Real Case of Premature Micro-Optimization

Rate me:
Please Sign up or sign in to vote.
4.33/5 (3 votes)
31 Jan 2020CPOL2 min read 8.8K   19   1   3
Ternary Operator vs Lookup Table Benchmark

The benchmark is hosted at Github.

I discovered a real case of premature micro-optimization when you don't measure it. You know it is pretty bad when you read premature and micro in the same sentence. On page 44 of Optimizing C++ ebook by Agner Fog, it is written ...

In some cases it is possible to replace a poorly predictable branch by a table lookup. For example:

C++
float a;
bool b;
a = b ? 1.5f : 2.6f;

The ?: operator here is a branch. If it is poorly predictable then replace it by a table lookup:

C++
float a;
bool b = 0;
const float lookup[2] = {2.6f, 1.5f};
a = lookup[b];

If a bool is used as an array index then it is important to make sure it is initialized or comes from a reliable source so that it can have no other values than 0 or 1. In some cases the compiler can automatically replace a branch by a conditional move.

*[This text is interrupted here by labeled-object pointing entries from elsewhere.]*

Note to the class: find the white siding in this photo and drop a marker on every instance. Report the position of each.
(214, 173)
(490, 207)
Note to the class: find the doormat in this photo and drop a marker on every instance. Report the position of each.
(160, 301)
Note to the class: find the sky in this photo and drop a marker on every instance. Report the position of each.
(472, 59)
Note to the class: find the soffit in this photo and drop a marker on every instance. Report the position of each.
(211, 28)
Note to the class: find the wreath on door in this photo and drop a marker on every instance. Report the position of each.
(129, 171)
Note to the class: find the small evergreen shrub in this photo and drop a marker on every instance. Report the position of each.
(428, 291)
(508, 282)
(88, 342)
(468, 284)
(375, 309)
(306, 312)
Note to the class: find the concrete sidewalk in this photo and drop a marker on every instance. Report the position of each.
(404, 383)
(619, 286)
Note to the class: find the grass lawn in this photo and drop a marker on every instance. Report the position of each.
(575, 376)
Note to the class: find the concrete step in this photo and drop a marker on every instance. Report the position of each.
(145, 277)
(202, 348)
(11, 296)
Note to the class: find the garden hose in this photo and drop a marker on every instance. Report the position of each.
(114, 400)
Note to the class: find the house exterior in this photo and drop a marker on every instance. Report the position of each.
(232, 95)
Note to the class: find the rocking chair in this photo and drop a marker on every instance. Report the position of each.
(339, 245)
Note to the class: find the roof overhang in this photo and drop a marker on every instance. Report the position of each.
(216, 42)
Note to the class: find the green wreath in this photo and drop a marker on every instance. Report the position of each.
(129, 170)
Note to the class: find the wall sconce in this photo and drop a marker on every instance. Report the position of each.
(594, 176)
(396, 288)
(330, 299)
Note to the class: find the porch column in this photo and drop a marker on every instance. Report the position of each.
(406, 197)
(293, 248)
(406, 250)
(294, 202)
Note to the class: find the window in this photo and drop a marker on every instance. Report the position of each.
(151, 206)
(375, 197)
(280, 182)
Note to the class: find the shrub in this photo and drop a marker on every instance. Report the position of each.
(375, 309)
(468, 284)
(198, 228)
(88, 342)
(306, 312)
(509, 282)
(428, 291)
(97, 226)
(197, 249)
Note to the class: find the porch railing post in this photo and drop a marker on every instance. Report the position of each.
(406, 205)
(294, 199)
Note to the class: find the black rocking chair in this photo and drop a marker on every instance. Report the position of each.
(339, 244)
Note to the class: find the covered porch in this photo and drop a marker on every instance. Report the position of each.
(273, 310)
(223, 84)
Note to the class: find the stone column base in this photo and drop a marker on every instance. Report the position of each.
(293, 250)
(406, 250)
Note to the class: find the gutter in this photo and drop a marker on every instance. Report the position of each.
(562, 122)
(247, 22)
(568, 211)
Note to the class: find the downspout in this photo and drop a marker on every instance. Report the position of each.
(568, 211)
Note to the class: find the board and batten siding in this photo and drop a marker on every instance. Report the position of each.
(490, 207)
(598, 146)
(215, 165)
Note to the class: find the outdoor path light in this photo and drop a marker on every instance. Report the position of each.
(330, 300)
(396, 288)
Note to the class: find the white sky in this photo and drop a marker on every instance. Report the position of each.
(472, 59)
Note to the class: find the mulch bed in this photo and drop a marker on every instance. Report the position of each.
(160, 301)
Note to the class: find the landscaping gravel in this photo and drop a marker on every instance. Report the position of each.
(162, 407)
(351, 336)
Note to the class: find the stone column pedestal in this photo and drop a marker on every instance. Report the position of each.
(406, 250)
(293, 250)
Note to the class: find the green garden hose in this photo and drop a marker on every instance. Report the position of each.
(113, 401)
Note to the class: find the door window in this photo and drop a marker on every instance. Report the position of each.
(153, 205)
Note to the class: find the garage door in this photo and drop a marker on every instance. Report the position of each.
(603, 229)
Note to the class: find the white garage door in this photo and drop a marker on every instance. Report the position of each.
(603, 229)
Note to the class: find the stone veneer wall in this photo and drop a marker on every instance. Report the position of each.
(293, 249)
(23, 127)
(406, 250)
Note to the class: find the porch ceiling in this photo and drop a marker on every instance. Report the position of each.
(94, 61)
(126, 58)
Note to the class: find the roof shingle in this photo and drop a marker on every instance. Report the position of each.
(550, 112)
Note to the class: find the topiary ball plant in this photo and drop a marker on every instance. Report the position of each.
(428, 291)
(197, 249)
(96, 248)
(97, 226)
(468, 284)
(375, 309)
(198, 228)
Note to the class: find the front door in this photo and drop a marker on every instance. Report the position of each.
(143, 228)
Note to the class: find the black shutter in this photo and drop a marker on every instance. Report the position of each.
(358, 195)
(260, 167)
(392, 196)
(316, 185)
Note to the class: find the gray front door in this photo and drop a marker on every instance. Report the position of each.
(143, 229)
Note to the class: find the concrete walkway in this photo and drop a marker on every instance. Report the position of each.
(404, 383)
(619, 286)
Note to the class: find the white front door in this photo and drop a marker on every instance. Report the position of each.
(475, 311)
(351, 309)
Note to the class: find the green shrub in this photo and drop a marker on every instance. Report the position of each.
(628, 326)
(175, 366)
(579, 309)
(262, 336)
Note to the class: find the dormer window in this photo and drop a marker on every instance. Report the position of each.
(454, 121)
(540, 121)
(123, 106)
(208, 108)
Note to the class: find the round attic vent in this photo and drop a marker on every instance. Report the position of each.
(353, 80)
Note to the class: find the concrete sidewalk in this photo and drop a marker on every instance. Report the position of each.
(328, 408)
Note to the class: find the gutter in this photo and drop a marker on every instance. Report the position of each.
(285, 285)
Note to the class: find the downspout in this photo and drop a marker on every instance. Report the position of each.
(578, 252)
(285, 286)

I was trying to implement this lookup table optimization (to replace ternary operator) on a floating-point value which the code is compiled with G++ and ran on Linux. I also ran the integer benchmark and on other compilers such like Visual C++ 2019 and Clang and also the Visual C# 7 to see their differences. Below is the C++ benchmark code. The lookup array is declared as a static local variable inside the function.

C++
int64_t IntTernaryOp(bool value)
{
    return value ? 3 : 4;
}

int64_t IntArrayOp(bool value)
{
    static const int64_t arr[2] = { 3, 4 };
    return arr[value];
}

double FloatTernaryOp(bool value)
{
    return value ? 3.0f : 4.0f;
}

double FloatArrayOp(bool value)
{
    static const double arr[2] = { 3.0f, 4.0f };
    return arr[value];
}

int main()
{
    const size_t MAX_LOOP = 1000000000;
    
    int64_t sum = 0;
    double sum_f = 0;

    timer stopwatch;

    stopwatch.start("IntTernaryOp");
    sum = 0;
    for (size_t k = 0; k < MAX_LOOP; ++k)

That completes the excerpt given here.